If possible, we encourage our clients not to buy and sell on the same day. Unfortunately, not all deals can be structured that way, and not all clients can afford to buy without selling. A lot of real estate transactions have contingencies in the contract stating the buyer cannot close until their sale has closed. The financing contingency is the most common contingency. In the real estate contract the home loan contingency states that if you qualify for a home loan at a certain interest rate and a certain LTV, you have to buy the property or are held in default. However, most people cannot carry two mortgages and will not qualify for a purchase loan unless their original loan is paid off and that debt is gone.
Unless you are dealing with all cash transactions, not only do you have to worry about your new loan being ready on time, but you also have to rely on your buyer’s loan being ready as well. If your buyer’s loan is not ready, even if your home loan is ready, you still cannot close because your purchase is contingent on your sale and on your buyer’s loan being ready to close. As you can see, this can be a logistical nightmare with many of the factors completely out of your control; causing additional anxiety on top of an already stressful situation.
Don’t get me wrong, I am not saying it is not possible to buy and sell real estate in the same day; we have done this countless times at my office. I just want to be clear, there are risks involved with many of them being out of your control. The bottom line is, if you have your heart set on a new property, the fewer contingencies you have in the deal, the more likely it will close on time.

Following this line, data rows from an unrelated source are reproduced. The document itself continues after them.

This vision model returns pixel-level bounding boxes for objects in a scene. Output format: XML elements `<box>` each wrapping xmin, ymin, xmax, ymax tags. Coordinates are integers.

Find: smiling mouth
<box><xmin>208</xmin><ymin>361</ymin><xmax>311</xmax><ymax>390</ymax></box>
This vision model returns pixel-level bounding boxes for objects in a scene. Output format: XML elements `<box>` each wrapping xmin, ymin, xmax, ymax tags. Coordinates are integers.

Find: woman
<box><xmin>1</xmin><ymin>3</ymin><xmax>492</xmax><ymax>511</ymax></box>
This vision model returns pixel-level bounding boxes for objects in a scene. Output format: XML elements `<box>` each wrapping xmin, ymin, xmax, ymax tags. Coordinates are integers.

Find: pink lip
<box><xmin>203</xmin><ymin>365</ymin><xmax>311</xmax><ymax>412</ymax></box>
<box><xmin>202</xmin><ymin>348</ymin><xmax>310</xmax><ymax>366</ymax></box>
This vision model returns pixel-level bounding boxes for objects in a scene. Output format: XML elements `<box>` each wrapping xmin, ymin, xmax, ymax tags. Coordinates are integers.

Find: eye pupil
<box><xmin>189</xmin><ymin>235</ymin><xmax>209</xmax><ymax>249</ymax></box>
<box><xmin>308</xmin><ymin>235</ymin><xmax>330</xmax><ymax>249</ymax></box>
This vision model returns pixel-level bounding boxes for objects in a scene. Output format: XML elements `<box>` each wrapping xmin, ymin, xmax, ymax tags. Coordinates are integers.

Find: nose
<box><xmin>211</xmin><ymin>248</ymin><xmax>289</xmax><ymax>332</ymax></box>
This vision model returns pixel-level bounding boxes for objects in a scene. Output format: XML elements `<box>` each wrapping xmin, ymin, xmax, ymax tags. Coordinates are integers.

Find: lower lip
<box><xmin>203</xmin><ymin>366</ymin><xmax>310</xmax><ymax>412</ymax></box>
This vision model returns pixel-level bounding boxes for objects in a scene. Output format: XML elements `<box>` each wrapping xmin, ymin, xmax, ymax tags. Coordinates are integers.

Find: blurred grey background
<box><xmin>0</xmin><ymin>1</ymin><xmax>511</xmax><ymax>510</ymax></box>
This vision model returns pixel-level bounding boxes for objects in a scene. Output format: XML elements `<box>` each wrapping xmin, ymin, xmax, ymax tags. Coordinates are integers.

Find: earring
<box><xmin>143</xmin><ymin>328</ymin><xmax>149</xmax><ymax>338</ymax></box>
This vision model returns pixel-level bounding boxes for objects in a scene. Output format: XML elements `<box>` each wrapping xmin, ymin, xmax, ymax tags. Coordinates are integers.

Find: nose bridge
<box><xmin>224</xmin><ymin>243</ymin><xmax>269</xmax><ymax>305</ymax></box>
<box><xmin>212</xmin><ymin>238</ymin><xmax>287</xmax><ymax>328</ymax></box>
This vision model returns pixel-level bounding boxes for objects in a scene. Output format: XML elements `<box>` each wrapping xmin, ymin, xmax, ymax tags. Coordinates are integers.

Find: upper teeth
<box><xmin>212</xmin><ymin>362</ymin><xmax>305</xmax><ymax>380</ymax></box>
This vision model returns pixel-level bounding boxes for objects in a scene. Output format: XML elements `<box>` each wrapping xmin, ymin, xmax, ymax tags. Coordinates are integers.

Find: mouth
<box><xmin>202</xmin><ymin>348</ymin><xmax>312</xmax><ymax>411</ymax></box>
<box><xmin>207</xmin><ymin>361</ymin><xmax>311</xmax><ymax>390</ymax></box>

One last thing to keep in mind when dealing with contingencies is the reverse situation. What happens if you are selling your house to cash buyers, but you have a financing contingency on the house you are buying? Say your financing is delayed for whatever reason and your purchase closing is delayed but your sellers hold you to the closing date in your sale contract. Then you could be facing a situation where you must move out of your house with nowhere to go. You cannot move into a house you don’t yet own and think again if your seller is going to allow you to move in when you haven’t closed. That rarely happens; the potential risks outweigh the benefits to the seller and attorneys discourage sellers from pre-closing possession. This scenario alone makes it vital to communicate with us and your loan officer. We will do everything in our legal power to avoid this situation.